Was nützt es, einen Traum nach hinten zu schieben und dabei zuzusehen, wie man selbst seinen Horizont immer weiter verkleinert.
Es geht im Leben darum, dass man versteht, dass das Leben nicht ewig währt und wir nur dieses eine Leben haben, um wirklich zu leben.
Wir müssen verstehen, dass es nicht darum geht in allem der oder die Beste zu sein, denn im Endeffekt geht es darum, dass du dich selbst wertschätzt und dich nicht davon abhängig machst, was andere von dir denken oder vielleicht erwarten.
Manchmal hat man eben das Gefühl, dass der eigene Lebensweg irgendwie schon vorgegeben und unsere Geschichte bis zu einem Punkt schon zu Ende erzählt ist.
Aber letztendlich bist du dein eigener Geschichtenschreiber.
Wer wenn nicht du kann entscheiden, ob du die Seite umblättern und ob du deine Geschichte selbst weiterschreiben willst?
Ein Ende eines Kapitels ist nie gleichbedeutend mit dem Ende einer Geschichte.
Es gibt nur dann ein Ende, wenn du daran glaubst und dich selbst am richtigen Leben hinderst.
Manchmal muss man im Leben zweimal lernen zu gehen.
Manchmal muss man im Leben selbst erst erfahren, was es heißt wirklich zu leben.

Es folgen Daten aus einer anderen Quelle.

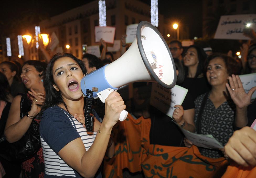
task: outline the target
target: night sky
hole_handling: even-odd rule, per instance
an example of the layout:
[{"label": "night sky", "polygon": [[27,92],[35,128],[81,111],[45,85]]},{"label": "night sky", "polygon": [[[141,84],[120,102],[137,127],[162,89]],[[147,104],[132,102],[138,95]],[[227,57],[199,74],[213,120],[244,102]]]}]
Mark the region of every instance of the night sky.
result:
[{"label": "night sky", "polygon": [[[149,5],[150,4],[150,0],[140,0]],[[181,25],[188,26],[191,38],[195,36],[200,37],[202,35],[202,1],[158,0],[159,13],[165,18],[179,21]],[[36,23],[92,1],[1,1],[0,33],[2,35],[8,35],[7,34],[17,30],[15,26],[19,24],[19,20],[24,19],[24,17],[26,17],[26,22],[22,25],[25,26],[31,23]]]}]

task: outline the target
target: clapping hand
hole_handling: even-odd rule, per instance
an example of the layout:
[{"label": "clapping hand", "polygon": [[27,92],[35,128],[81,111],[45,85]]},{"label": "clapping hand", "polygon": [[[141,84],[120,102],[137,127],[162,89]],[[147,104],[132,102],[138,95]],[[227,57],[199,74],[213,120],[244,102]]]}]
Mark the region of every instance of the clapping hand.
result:
[{"label": "clapping hand", "polygon": [[44,93],[39,92],[37,93],[33,89],[31,89],[28,93],[30,95],[30,99],[32,100],[31,109],[30,111],[36,114],[41,110],[42,106],[45,100]]},{"label": "clapping hand", "polygon": [[226,83],[226,86],[237,107],[240,109],[247,107],[250,104],[252,95],[256,90],[256,87],[251,88],[247,94],[238,75],[232,74],[232,77],[229,77],[228,80],[230,84]]}]

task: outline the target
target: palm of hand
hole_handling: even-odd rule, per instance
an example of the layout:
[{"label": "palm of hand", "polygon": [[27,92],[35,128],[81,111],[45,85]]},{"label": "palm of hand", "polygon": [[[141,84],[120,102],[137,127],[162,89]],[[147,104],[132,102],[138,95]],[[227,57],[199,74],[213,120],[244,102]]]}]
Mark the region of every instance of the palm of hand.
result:
[{"label": "palm of hand", "polygon": [[234,102],[238,107],[242,108],[250,104],[251,96],[244,91],[243,88],[236,89],[230,96]]}]

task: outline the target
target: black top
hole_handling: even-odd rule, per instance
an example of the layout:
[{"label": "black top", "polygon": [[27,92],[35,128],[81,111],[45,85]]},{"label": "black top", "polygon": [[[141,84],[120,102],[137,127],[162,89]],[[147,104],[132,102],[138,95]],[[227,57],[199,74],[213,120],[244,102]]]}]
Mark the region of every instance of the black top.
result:
[{"label": "black top", "polygon": [[[184,110],[195,108],[189,94],[186,95],[182,105]],[[184,147],[184,136],[173,119],[152,106],[150,112],[151,127],[150,133],[150,144],[166,146]]]},{"label": "black top", "polygon": [[188,90],[188,93],[191,96],[193,101],[200,95],[208,92],[211,88],[205,76],[195,78],[185,77],[180,86]]},{"label": "black top", "polygon": [[[203,99],[206,94],[201,95],[195,101],[195,123],[197,124],[198,116]],[[233,123],[235,118],[235,106],[231,99],[228,100],[216,108],[212,101],[207,100],[201,118],[201,134],[211,134],[225,146],[234,132]],[[202,155],[209,158],[217,158],[223,156],[218,150],[200,148]]]},{"label": "black top", "polygon": [[11,85],[10,90],[11,94],[13,97],[19,93],[25,93],[27,90],[23,83],[15,80],[13,80]]}]

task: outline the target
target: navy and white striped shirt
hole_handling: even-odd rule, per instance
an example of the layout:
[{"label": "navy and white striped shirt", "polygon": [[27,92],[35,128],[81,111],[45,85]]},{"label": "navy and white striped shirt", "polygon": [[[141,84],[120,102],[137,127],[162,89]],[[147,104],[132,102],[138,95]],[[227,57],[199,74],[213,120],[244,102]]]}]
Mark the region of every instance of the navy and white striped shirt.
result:
[{"label": "navy and white striped shirt", "polygon": [[97,132],[87,132],[73,116],[55,106],[43,112],[40,123],[40,133],[45,165],[45,178],[81,177],[57,153],[67,144],[79,137],[86,150],[88,150],[93,142]]}]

Und manchmal müssen wir erst fallen, um zu verstehen, dass wir so viel mehr sind und das wir uns selbst wieder finden können, damit wir letztendlich wie der Phönix aus der Asche empor steigen werden.

Kommentare:

  1. Der Text hat mich wirklich berührt! "Einfach Leben" ist eben nie wirklich einfach. Aber man sollte seinem Herzen folgen, dankbar sein und jede Chance wahrnehmen :) Du hast wunderbar beschrieben, was das Wichtige im Leben ist.